Adapted by screenwriter Susan Boyd from Patricia Highsmith’s 1954 novel The Blunderer, Andy Goddard’s A Kind of Murder aspires to be a feminist detective thriller. But the film, set in 1960s New York, seems far more interested in its art design then in fully developing the story’s underlying sexual ethics. Even the casting suggests that its producers hope to benefit from the nostalgia generated for that time and place by Mad Men: One of that show’s principal actors, Vincent Kartheiser, plays the film’s sleuth, Detective Lawrence Corby, who tries to unravel the mystery surrounding two women found dead at the same suburban bus station several weeks apart.
The film opens with the first murder, that of the wife of an unprepossessing bookstore owner, Mr. Kimmel (Eddie Marsan), whom Corby suspects of committing the crime. The murder also captures the attention of Walter Stackhouse (Patrick Wilson), a successful architect and amateur writer of detective mysteries. Stackhouse does some investigation of Kimmel on his own, and in the process implicates himself in the second murder. Stackhouse works in the city and lives in the suburbs with his paranoid and depressive wife, Clara (Jessica Biel). Sexually frustrated as a result of her various neuroses, Stackhouse meets a seductive young jazz singer, Ellie (Haley Bennett), thus setting into motion the film’s noirish romantic subplot.
The central murder mystery is handled without much aplomb or ingenuity. Corby is a clumsy dick, and his investigation plays out like a humorless parody of a detective film. Albeit exquisitely packaged, A Kind of Murder is mostly a paint-by-numbers genre piece that only flares into life when exploring issues of sin, guilt, and punishment in relation to masculine sexual urges. As in many film noirs, murder here is explicitly linked to thwarted lust. The film takes the standard Christian condemnation of adultery that leads fornicators to the jailhouse or the grave in most noirs and endows it with a feminist twist. The biblical exhortation against lusting after another woman becomes here a critique of male sexual license in America on the eve of the sexual revolution.
This appropriation of Christian morality for feminist ends is illustrated by Stackhouse’s relationship with Ellie. She’s the Eve to his Adam, tempting him away from his well-lighted, idyllic suburban home to a dimly lit underground jazz club in Greenwich Village. But the film emphasizes her neutrality in this process, pointing out that it’s Stackhouse’s prerogative that sets the affair in motion. While Ellie is a willing participant in the drama, she’s far from the sexually assertive she-devil that Clara makes her out to be. This emphasis on Stackhouse’s culpability and refusal to judge Ellie captures America’s evolving morality during that period, when Eisenhower-era family values were giving way to a greater emphasis on sexual liberation and gender equality.

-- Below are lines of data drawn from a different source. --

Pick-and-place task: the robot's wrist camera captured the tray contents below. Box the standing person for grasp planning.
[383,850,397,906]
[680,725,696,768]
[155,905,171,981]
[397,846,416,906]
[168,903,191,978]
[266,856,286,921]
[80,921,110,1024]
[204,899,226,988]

From the jazz club where Ellie performs to the basement where the final showdown between the three principal male characters occurs, the film’s muted cinematography coincides with the ethical murkiness of Stackhouse’s behavior as he journeys from the paradise of sacred matrimony to the hell of infidelity. His symbolic castration by Clara causes him to stray in his heart before he does so with his body, and the film’s dénouement reveals this to be a tale of feminist revenge from beyond the grave masquerading as a Christian parable about the dangers of carnal desire outside of marriage. As Stackhouse sits in his firm’s office beneath an abstract expressionist painting, perplexedly trying to rationalize his immoral behavior to his business partner, the art’s wild, swirling colors hint at the moral revolution soon to be unleashed upon the nation and the confusion it would sow in its wake.